INPUT_POLLUTANTS = ["pm25", "pm10", "no2", "o3", "co", "so2"]
SIMULATE_MISSINGNESS = True
MISSING_PROB = 0.2
RANDOM_SEED = 42
TRAIN_FREQ = "D"
TEST_SIZE = 0.2


## 1) Load & preprocess raw data

In [None]:
raw_path = ROOT / "data" / "openaq.csv"

raw_df = preprocessing.load_raw_data(str(raw_path))
clean_df = preprocessing.clean_raw_data(raw_df)

print(f"Raw rows: {len(raw_df):,}")
print(f"Clean rows: {len(clean_df):,}")


## 2) Aggregate/pivot + compute deterministic AQI label

In [None]:
wide_df = preprocessing.aggregate_and_pivot(clean_df, freq=TRAIN_FREQ)
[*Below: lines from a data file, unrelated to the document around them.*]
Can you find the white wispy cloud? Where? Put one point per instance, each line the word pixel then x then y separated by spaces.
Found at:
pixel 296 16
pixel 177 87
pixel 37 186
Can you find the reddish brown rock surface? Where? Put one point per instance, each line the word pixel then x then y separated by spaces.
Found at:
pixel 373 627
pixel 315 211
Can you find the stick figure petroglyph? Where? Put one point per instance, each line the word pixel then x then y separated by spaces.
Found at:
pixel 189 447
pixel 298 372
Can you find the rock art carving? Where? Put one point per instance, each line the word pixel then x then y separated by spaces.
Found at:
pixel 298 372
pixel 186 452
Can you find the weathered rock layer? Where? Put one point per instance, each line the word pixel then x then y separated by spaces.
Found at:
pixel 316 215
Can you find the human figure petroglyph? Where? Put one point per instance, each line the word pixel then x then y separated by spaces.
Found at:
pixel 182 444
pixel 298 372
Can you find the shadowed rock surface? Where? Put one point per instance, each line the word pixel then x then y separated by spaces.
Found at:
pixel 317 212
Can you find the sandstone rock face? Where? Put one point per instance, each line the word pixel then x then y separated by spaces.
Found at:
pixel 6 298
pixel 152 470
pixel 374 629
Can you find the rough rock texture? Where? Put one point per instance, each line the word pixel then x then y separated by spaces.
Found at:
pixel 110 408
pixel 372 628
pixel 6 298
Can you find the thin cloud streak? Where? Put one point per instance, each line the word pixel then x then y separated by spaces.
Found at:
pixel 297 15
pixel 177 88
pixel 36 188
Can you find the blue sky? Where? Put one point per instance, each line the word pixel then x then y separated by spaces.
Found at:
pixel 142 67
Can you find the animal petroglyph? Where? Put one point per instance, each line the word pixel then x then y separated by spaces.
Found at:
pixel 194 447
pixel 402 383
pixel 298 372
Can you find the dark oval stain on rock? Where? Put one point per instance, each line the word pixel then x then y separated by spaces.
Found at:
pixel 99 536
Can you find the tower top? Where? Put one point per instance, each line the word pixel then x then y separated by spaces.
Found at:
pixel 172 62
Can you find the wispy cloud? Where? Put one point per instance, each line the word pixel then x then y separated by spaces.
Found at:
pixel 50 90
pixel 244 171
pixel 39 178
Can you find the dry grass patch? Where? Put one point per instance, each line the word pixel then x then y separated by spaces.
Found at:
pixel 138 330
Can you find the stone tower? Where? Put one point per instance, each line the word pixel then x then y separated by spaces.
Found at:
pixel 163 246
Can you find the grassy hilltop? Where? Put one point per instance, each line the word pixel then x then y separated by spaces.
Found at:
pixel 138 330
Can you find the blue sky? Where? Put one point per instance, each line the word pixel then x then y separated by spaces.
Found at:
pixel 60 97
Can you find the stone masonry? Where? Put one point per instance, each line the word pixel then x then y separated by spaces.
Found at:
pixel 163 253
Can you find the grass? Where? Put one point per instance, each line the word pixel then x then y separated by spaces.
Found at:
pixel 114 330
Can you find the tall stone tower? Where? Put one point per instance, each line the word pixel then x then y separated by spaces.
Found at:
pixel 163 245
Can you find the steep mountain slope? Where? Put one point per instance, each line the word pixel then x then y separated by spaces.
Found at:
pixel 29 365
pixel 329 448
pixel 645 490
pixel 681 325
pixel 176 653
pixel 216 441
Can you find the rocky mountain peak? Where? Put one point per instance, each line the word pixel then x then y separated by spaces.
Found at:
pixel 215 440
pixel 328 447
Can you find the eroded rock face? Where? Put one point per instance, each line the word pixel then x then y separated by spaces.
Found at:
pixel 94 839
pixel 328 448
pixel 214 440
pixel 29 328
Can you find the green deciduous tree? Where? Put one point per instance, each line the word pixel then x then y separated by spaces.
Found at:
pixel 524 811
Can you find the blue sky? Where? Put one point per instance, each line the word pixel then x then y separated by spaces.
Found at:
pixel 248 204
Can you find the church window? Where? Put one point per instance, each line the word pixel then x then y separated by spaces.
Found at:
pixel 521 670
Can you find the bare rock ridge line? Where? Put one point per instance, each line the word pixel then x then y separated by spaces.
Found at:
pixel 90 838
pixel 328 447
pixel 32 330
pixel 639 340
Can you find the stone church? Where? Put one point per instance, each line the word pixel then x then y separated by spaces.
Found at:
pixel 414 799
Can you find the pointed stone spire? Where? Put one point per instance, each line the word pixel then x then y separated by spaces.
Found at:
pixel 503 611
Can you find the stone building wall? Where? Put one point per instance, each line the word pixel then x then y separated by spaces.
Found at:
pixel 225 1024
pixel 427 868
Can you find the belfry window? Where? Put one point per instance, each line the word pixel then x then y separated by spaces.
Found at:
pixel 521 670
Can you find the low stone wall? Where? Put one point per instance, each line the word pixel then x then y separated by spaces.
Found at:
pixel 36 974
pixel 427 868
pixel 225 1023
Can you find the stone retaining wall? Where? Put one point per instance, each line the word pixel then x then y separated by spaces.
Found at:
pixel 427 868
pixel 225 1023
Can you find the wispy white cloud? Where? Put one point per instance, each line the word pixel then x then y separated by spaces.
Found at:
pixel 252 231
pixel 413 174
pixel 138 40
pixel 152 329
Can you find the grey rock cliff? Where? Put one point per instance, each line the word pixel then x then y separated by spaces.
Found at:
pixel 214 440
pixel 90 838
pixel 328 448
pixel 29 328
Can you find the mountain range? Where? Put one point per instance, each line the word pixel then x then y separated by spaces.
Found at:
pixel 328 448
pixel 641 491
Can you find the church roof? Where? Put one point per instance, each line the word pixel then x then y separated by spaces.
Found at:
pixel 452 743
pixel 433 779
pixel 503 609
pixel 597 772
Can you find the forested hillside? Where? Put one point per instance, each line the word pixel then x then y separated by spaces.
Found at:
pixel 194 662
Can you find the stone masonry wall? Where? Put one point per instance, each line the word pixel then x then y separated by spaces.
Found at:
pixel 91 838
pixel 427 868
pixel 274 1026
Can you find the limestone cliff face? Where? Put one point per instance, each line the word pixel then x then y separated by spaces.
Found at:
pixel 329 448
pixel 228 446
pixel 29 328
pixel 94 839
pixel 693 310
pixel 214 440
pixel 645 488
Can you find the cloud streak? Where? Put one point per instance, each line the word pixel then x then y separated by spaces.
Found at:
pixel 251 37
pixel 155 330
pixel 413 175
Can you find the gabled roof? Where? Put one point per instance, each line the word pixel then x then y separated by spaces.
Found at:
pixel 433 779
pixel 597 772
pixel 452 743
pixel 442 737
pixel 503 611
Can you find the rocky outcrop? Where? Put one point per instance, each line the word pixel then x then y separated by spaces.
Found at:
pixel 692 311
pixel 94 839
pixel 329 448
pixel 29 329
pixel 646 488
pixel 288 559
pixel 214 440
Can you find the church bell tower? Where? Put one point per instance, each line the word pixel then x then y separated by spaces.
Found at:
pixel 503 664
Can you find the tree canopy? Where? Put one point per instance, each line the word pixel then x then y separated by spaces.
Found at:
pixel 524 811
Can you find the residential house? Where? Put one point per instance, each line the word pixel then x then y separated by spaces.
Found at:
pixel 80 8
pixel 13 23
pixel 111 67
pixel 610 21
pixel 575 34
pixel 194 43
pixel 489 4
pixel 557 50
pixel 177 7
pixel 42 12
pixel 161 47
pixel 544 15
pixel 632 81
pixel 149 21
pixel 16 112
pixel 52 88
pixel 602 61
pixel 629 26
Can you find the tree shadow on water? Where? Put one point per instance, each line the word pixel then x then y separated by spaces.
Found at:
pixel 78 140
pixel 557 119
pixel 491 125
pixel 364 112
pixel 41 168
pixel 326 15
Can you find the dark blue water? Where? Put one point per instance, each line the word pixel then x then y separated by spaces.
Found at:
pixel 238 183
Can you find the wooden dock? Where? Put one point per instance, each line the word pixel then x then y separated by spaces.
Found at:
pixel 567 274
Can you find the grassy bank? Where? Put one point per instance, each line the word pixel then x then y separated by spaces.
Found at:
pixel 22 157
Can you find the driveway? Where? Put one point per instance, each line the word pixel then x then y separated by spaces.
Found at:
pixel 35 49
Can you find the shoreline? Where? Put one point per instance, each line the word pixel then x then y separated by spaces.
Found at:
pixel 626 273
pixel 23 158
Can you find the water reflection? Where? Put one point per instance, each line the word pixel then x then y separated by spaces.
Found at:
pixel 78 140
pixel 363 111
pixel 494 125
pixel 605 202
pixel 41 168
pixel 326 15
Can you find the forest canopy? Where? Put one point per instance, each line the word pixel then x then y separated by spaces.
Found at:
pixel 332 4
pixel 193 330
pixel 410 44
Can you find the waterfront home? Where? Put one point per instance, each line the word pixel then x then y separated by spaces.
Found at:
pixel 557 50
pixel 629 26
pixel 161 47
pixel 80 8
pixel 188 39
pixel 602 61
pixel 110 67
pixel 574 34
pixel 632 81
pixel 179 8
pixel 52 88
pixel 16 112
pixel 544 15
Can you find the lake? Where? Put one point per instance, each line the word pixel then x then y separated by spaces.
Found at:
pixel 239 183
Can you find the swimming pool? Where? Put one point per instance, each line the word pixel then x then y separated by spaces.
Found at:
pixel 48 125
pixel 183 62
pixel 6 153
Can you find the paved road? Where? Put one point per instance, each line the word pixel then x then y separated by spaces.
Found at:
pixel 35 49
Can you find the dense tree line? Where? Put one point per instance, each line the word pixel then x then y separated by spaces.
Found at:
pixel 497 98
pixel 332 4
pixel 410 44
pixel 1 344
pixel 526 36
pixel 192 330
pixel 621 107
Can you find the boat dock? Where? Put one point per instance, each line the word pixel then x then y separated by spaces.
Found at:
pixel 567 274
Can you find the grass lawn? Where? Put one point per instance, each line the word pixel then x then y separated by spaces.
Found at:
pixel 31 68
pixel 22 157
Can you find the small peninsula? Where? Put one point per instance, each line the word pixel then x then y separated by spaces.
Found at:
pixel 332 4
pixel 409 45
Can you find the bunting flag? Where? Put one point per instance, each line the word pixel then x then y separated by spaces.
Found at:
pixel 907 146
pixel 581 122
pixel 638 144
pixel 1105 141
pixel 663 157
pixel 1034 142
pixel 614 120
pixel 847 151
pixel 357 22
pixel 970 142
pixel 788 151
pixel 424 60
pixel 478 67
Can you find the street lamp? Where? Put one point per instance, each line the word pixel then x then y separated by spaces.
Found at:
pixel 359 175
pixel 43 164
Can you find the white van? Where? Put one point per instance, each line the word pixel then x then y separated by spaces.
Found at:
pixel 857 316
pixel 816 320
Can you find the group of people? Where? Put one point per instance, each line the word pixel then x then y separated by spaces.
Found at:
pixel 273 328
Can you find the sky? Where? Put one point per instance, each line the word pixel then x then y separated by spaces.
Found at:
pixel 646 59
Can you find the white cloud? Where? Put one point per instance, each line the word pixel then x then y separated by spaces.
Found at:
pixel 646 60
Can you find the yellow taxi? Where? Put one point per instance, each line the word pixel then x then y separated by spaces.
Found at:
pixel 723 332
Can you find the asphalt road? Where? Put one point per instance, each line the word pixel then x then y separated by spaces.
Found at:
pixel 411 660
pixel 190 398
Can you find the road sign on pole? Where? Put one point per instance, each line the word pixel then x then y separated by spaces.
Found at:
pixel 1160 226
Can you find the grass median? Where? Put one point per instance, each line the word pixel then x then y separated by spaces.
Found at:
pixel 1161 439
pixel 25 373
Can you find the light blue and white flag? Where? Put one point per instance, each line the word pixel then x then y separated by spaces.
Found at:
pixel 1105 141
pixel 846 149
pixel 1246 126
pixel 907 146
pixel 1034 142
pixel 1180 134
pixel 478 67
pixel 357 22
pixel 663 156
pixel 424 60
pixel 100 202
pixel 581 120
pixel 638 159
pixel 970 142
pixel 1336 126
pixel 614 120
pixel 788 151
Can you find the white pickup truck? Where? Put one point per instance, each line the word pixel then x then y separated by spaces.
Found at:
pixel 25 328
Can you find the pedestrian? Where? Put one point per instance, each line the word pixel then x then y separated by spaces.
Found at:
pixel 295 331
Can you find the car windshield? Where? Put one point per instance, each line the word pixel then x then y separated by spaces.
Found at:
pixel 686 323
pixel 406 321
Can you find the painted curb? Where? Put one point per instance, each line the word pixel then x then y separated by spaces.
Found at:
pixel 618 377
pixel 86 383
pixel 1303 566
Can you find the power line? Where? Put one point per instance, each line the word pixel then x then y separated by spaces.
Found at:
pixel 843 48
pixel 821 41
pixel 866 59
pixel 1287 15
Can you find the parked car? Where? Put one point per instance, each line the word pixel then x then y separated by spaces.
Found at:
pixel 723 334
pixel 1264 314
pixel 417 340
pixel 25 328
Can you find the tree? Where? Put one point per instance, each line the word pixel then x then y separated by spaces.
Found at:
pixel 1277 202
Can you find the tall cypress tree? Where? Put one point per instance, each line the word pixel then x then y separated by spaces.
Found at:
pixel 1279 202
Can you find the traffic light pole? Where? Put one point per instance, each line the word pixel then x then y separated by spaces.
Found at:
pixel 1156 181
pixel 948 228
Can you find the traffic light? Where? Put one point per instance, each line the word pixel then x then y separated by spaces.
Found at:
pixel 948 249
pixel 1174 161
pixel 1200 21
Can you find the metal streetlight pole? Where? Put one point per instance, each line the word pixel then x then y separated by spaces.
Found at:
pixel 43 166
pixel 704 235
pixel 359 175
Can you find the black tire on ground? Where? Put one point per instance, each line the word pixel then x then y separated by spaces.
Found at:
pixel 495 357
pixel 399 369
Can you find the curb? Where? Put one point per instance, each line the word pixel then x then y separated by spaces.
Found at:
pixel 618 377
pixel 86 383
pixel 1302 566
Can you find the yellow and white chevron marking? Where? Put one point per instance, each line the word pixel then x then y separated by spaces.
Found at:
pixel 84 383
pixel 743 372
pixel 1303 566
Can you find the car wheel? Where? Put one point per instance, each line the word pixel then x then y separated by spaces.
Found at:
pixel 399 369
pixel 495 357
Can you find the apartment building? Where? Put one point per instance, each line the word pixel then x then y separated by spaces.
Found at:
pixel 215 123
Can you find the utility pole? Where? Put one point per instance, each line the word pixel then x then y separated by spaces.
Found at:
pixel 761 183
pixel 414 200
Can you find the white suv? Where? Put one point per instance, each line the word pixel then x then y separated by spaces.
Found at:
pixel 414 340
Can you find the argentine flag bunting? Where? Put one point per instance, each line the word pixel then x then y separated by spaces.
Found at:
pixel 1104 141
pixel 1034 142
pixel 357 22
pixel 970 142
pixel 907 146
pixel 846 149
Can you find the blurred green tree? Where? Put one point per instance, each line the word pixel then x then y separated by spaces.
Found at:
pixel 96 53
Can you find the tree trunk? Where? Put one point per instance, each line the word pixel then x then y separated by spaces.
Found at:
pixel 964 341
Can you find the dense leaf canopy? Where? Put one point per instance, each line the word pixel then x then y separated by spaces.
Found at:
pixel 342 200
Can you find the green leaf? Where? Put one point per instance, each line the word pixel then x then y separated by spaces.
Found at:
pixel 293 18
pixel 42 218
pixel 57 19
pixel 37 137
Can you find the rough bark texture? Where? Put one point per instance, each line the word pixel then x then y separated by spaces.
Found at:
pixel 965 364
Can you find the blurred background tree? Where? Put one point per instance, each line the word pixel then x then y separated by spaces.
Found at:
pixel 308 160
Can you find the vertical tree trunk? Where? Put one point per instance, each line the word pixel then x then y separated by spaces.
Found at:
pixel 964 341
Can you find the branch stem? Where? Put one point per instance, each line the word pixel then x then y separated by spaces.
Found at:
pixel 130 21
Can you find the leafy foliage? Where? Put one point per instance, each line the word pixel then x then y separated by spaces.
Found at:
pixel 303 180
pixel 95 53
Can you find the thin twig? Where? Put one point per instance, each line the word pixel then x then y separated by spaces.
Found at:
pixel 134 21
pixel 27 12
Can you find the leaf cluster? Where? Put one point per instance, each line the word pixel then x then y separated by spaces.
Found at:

# Compute deterministic AQI label (US EPA breakpoints)
aqi_df = compute_aqi_dataframe(wide_df)

# Persist processed datasets
processed_wide_path = ROOT / "data" / "processed_wide.csv"
processed_aqi_path = ROOT / "data" / "processed_aqi.csv"
wide_df.to_csv(processed_wide_path, index=False)
aqi_df.to_csv(processed_aqi_path, index=False)

print(f"Saved: {processed_wide_path}")
print(f"Saved: {processed_aqi_path}")


## 3) Feature engineering for AQI estimation (no leakage)

In [None]:
def ensure_pollutant_columns(df, pollutant_cols):
    df = df.copy()
    for p in pollutant_cols:
        if p not in df.columns:
            df[p] = np.nan
    return df


def simulate_missingness(df, pollutant_cols, missing_prob, random_seed):
    df = df.copy()
    rng = np.random.default_rng(random_seed)
    original = df[pollutant_cols].copy()
    mask = rng.random(original.shape) < missing_prob
    mask = mask & original.notna().values
    df[pollutant_cols] = original.mask(mask)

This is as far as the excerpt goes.